Implemented: NeuroKit2's intervals_process(method="kubios") uses this algorithm.

Tarvainen et al. 2002 (Smoothness Priors detrending)

Tarvainen, M. P., Ranta-Aho, P. O., & Karjalainen, P. A. (2002). An advanced detrending method with application to HRV analysis. IEEE Transactions on Biomedical Engineering, 49(2), 172–175. DOI: 10.1109/10.979357

Implemented in Kubios-compatible mode (freq_method="kubios"): nk.signal_detrend(method="tarvainen2002", regularization=500).

Berntson et al. 1997 (HRV committee consensus)
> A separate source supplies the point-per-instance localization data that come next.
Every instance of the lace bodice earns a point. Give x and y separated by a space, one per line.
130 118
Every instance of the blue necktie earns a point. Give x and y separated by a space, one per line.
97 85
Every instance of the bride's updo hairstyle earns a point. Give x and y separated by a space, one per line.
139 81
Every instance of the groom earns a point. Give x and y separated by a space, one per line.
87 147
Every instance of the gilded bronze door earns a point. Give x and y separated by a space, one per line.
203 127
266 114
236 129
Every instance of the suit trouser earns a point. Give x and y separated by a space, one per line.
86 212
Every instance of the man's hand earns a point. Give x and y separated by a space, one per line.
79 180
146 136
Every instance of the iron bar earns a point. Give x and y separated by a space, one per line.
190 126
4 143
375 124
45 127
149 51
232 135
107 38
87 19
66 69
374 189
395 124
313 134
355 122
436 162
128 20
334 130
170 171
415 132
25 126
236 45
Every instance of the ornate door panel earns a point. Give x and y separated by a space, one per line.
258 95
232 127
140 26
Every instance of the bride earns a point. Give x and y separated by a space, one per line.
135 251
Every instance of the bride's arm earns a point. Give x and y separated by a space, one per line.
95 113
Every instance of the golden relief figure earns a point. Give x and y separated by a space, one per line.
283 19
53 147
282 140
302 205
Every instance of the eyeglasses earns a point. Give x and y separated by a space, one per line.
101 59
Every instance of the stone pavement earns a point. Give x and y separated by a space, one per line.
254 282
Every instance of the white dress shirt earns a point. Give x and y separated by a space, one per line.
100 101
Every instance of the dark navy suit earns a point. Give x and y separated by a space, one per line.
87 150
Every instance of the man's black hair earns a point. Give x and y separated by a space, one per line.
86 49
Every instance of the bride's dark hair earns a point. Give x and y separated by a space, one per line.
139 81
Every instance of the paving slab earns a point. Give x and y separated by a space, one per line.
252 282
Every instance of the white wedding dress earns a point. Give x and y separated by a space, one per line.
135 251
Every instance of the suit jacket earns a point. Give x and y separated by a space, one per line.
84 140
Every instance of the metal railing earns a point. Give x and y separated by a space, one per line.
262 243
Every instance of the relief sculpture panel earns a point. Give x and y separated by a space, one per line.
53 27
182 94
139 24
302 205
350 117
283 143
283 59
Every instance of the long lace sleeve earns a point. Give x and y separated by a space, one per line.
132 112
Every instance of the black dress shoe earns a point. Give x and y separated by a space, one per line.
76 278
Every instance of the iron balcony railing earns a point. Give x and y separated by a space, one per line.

Berntson, G. G., Bigger, J. T., Eckberg, D. L., Grossman, P., Kaufmann, P. G., Malik, M., Nagaraja, H. N., Porges, S. W., Saul, J. P., Stone, P. H., & van der Molen, M. W. (1997). Heart rate variability: Origins, methods, and interpretive caveats. Psychophysiology, 34(6), 623–648. DOI: 10.1111/j.1469-8986.1997.tb02140.x


4. One-page summary for students

RRational is scientifically valid because:

  1. Engine: It uses NeuroKit2, a peer-reviewed, widely cited standard library.
  2. Cross-validation: An independent comparison with Kubios HRV Scientific (5 participants, Kubios-aligned settings) shows agreement of |Δ| ≤ 6% for MeanNN/RMSSD/HF and |Δ| ≤ 9% for LF — at the favourable end of published open-source tool comparisons.
  3. Guideline-conformant: All calculations follow Task Force 1996, Quigley 2024, and Lipponen/Tarvainen 2019.
  4. Transparent pipeline: Every .rrational file records the artifact correction, quality grade, and detection method used.
  5. Optional Kubios mode: If a publication requires direct comparison with Kubios values, enable freq_method="kubios".

For the SDNN and pNN50 differences in your own validation, see the SDNN and pNN50 notes above and the Kubios Compatibility Guide.